Store '\abc\def\fg.jpg' Problem in MySQL

Question

I need to store relative path of a document into a MySQL table. The problem is that when I insert a string of this form:

$urlPath ='\abc\def\fg.jpg'

into the relevant column, what I get is, I have all the slash '\' strip off, with an unknown symbol in front of all the text. So the result in the MySQL table is something like this:

'(weird symbol)abcdeffg.jpg'

As you can see, this kind of data is useless. Any idea how to fix this?

Edit: I tried $urlPath ="\\abc\\def\\fg.jpg" and $urlPath ='\\abc\\def\\fg.jpg', still I got gibberish..

Answer 1

Try this...

$urlPath ='\\abc\\def\\fg.jpg'

Answer 2

Use mysql_real_escape_string( ) to escape special characters in your string before using this string in an insert/update query.

The backslashes are special characters in PHP and MySQL so they need to be escaped at the both levels -- PHP and MySQL.

Answer 3

the \ character is an escape character for many programming and scripting languages, including php.

You'll have to use double \ to escape it. The same goes if you want to enter symbols like ' " and so on into a database, or use " within a string, something like $mystr = "I can have \" in my string";

Answer 4

You need to escape it twice, first for PHP because the \ character has a special meaning:

From the docs:

To specify a literal backslash before a single quote, or at the end of the string, double it (\)

$urlPath ='\\abc\\def\\fg.jpg';

Then you need to escape it again for MySQL because the literal string now contains \'s which also has special meaning to MySQL.

mysql_real_escape_string() calls MySQL's library function mysql_real_escape_string, which prepends backslashes to the following characters: \x00, \n, \r, \, ', " and \x1a.

$databaseUrlPath = mysql_real_escape_string($urlPath);

If you don't want to depend on MySQL, you can use addslashes instead:

Returns a string with backslashes before characters that need to be quoted in database queries etc. These characters are single quote ('), double quote ("), backslash () and NUL (the NULL byte).

$databaseUrlPath = addslashes($urlPath);

Answer 5

what I mean is, I want the code that works even without any MySQL connection opened.

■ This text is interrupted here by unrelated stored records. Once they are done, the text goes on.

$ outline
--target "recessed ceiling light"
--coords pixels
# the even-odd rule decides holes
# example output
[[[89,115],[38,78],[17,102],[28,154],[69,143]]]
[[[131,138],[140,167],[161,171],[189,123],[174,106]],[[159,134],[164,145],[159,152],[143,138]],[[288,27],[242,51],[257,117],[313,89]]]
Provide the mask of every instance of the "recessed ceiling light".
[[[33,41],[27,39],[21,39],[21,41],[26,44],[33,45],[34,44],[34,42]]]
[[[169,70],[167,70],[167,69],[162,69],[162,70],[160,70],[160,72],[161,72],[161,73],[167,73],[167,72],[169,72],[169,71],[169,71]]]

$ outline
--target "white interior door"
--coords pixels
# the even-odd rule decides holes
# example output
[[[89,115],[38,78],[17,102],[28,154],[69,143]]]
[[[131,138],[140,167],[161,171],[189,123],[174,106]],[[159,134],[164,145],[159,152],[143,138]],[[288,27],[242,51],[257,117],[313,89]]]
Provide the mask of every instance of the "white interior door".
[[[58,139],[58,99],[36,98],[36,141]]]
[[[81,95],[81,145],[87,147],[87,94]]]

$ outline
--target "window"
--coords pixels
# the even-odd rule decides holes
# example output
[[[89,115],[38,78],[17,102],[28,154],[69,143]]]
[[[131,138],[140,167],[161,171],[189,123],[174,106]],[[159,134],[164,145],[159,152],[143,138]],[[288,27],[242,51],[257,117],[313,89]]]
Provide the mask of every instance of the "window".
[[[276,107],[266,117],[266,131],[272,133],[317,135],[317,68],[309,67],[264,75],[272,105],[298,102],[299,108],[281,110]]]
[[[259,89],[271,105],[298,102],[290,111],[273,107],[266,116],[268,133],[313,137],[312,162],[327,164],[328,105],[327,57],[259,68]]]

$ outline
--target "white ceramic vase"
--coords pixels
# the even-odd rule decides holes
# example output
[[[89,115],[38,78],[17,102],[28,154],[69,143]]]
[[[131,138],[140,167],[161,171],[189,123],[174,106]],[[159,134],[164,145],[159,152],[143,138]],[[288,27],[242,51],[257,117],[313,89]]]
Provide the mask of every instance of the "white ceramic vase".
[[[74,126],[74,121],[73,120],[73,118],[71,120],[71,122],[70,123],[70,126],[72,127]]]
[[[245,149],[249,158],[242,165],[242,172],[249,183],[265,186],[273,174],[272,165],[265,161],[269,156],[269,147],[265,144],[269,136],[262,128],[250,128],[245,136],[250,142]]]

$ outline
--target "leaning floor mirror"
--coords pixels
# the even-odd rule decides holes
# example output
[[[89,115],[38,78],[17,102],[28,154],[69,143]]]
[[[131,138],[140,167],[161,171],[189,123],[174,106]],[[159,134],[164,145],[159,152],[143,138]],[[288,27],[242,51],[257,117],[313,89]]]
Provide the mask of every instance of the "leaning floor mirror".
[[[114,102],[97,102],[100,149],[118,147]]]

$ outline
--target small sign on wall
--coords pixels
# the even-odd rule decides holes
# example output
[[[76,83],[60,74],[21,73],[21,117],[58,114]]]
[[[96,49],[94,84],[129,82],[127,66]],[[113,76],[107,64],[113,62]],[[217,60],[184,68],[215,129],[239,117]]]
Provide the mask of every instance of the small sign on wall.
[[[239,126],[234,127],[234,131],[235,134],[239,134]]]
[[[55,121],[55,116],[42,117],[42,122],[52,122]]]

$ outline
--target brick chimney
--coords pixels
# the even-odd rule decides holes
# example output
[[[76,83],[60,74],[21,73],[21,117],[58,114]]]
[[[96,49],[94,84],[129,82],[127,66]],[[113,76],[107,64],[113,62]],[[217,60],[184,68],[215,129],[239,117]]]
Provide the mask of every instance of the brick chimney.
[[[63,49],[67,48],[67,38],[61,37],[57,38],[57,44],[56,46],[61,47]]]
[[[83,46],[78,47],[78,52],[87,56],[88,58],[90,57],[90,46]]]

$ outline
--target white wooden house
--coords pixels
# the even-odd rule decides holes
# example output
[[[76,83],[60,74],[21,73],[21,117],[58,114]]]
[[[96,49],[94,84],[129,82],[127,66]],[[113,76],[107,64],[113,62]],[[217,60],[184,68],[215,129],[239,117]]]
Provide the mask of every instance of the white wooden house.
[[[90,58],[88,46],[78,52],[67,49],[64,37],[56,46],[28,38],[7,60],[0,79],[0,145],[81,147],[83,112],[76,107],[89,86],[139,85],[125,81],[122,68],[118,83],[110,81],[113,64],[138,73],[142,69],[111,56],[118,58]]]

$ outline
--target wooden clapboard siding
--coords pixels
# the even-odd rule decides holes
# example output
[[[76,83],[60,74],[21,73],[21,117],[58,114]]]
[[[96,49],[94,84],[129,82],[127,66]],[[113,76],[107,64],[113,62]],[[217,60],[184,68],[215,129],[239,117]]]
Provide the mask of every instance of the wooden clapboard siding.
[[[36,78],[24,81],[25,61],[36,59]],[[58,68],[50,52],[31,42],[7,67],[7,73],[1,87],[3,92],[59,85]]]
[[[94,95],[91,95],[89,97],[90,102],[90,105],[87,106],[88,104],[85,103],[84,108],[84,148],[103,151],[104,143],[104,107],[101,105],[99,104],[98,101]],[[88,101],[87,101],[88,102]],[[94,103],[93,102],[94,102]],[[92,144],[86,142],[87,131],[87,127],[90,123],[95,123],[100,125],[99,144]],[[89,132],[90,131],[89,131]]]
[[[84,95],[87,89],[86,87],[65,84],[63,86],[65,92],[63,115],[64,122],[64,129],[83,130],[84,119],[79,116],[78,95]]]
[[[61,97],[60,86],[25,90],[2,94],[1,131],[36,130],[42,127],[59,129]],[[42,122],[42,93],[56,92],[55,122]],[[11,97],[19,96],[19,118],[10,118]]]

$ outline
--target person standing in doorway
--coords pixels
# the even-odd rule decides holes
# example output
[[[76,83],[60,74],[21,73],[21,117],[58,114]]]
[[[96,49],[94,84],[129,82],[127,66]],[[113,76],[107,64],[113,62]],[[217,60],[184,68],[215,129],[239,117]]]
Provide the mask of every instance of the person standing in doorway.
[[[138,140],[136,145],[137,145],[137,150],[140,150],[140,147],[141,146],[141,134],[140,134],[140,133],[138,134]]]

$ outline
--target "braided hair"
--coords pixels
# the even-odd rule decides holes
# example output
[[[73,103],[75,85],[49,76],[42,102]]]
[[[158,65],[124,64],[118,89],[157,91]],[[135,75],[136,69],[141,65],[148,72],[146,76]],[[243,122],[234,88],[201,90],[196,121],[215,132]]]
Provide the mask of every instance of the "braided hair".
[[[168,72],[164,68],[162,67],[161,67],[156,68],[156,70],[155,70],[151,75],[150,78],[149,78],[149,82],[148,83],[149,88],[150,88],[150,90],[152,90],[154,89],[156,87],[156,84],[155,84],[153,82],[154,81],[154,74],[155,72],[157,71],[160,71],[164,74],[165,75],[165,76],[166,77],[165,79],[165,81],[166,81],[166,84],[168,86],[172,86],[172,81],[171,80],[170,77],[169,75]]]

Sorry, that's not possible: you do actually need a connection to do proper escaping, because escaping methods are connection-specific:

1. In some character sets, the 0x27 and 0x5C bytes (' and \) may be part of a multi-byte character, in which case backslash-escaping it will generate the wrong results and may actually introduce an SQL injection possibility! So you have to know the connection's character set to escape the right ' characters rather than bytes.

2. If the server is using the configuration option NO_BACKSLASH_ESCAPES to be ANSI SQL compliant, backslash-escaping is the wrong thing to do and won't protect against SQL injection.

So you do need mysql_real_escape_string and a connection object to correctly escape a string literal. This isn't usually a problem because the right time to mysql_real_escape_string something is just the moment before it goes into the executed query. You shouldn't be passing around mysql-escaped strings otherwise.

If you don't use/support the ANSI options, and either you're sure your database connection will always be using a single-byte character set or you're sure non-ASCII characters will never appear, you can safely use addslashes instead, which does not require a connection.

But better is to use parameterised queries so you don't have to think about any of this stuff.